Lifetime Planned Gifts Increase the Tax SavingsSummer 2014 – Articles The Gazebo
When people hear planned giving, they usually think of bequests and other gifts to charities that take place after death designed to minimize estate and inheritance taxes. But lifetime planned charitable gifts can produce significant income tax savings which in many cases exceed the potential estate and inheritance tax savings.
For estate and inheritance tax purposes, there is an unlimited charitable deduction. This means that any amount left to a charity under your will is fully deductible for federal and state purposes. In effect, estate and inheritance taxes can be viewed as voluntary, since they can be totally avoided through charitable gifts.
Of course, your children and grandchildren might take a different view. They would probably prefer paying some inheritance tax to being disinherited in favor of charities. After all, the Pennsylvania inheritance tax rate is only 4.5 percent on children and grandchildren. And while the federal estate tax rate is 40 percent, it only applies to estates in excess of $5.34 million in 2014 ($10.68 million for married couples). So if you have an estate worth $1 million, there is no federal estate tax savings for leaving your estate to charity, and if your beneficiaries are children and grandchildren, the Pennsylvania tax savings is only $45,000. In situations where there is no federal estate tax, the primary motivation for charitable gifts is benefiting the charity rather than securing the state inheritance tax savings. For example, if you want to make a $100,000 to your favorite charity, the $4,500 inheritance tax savings is a nice bonus, not the impetus for the gift.

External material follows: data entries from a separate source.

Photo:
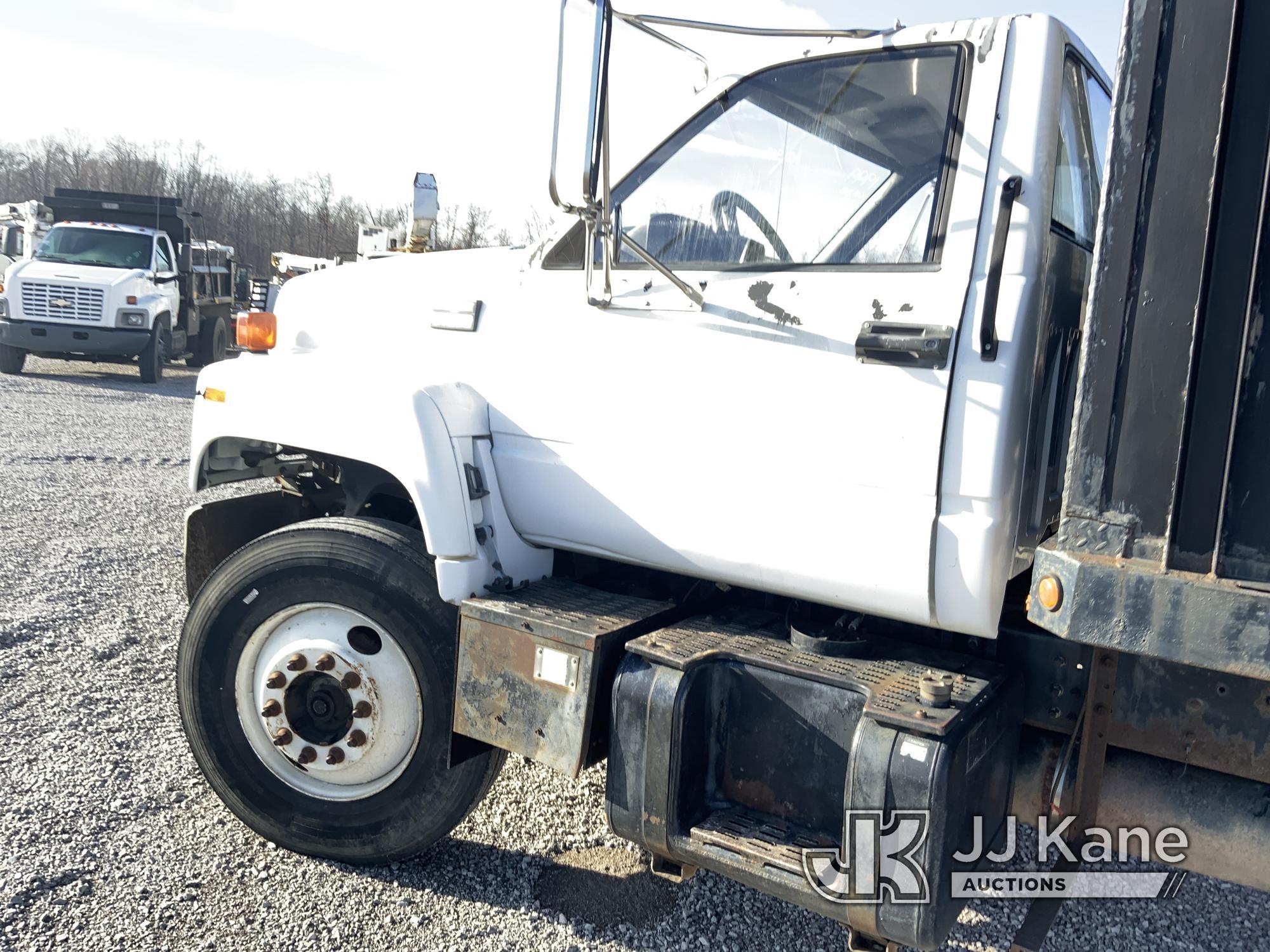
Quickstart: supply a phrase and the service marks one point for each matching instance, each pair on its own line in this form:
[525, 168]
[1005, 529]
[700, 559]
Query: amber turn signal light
[1050, 593]
[257, 332]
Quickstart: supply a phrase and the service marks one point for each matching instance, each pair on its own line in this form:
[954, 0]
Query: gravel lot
[112, 840]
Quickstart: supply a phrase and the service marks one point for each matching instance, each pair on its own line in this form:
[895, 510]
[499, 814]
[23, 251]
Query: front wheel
[12, 359]
[154, 356]
[213, 343]
[316, 675]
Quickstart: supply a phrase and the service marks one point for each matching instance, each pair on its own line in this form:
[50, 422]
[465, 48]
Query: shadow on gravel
[180, 385]
[605, 887]
[601, 887]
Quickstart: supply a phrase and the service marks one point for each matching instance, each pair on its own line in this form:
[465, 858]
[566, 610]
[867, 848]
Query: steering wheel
[725, 208]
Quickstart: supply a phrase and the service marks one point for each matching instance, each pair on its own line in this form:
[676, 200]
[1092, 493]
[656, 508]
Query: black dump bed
[1164, 548]
[120, 209]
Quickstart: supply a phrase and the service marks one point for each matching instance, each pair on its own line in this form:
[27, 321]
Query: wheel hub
[317, 706]
[333, 720]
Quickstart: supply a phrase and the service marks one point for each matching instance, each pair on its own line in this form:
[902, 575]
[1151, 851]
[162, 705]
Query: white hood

Now enter the income tax. The top federal income tax rate is 39.6 percent. For federal income tax purposes, gifts to public charities, such as the Bucks County Community College Foundation, are deductible for up to half or your taxable income each year. Gifts in excess of this amount can be carried forward for up to 5 years. The Pennsylvanian income tax rate is 3.07 percent, but unfortunately, Pennsylvania does not allow you to deduct charitable gifts for income tax purposes.
In the above example, where the donor is considering making a $100,000 bequest to charity, suppose instead the gift is made during lifetime. The federal income tax savings could be as much as $39,600. In addition, because the lifetime gift reduces the size of the donor’s estate, there will still be a $4,500 Pennsylvania inheritance tax savings even though the gift is not made by Will. So by making the gift during lifetime instead of after death, the tax savings could be as much as $44,100.
The donor might say that it is easier to part with the $100,000 after death, since someone else gets to write the check, and the donor still has the use of the funds during lifetime. But the $100,000 gift does not need to be made in a single lump sum payment. For example, the gift could be made in $10,000 increments over 10 years. The tax savings would be the same. The donor has the added benefit of seeing the gift being put to good use during his or her lifetime. Plus the charity has the opportunity to recognize the donor’s generosity directly to the donor during his or her lifetime. These benefits help make the lifetime gift a win-win for the donor and the charity.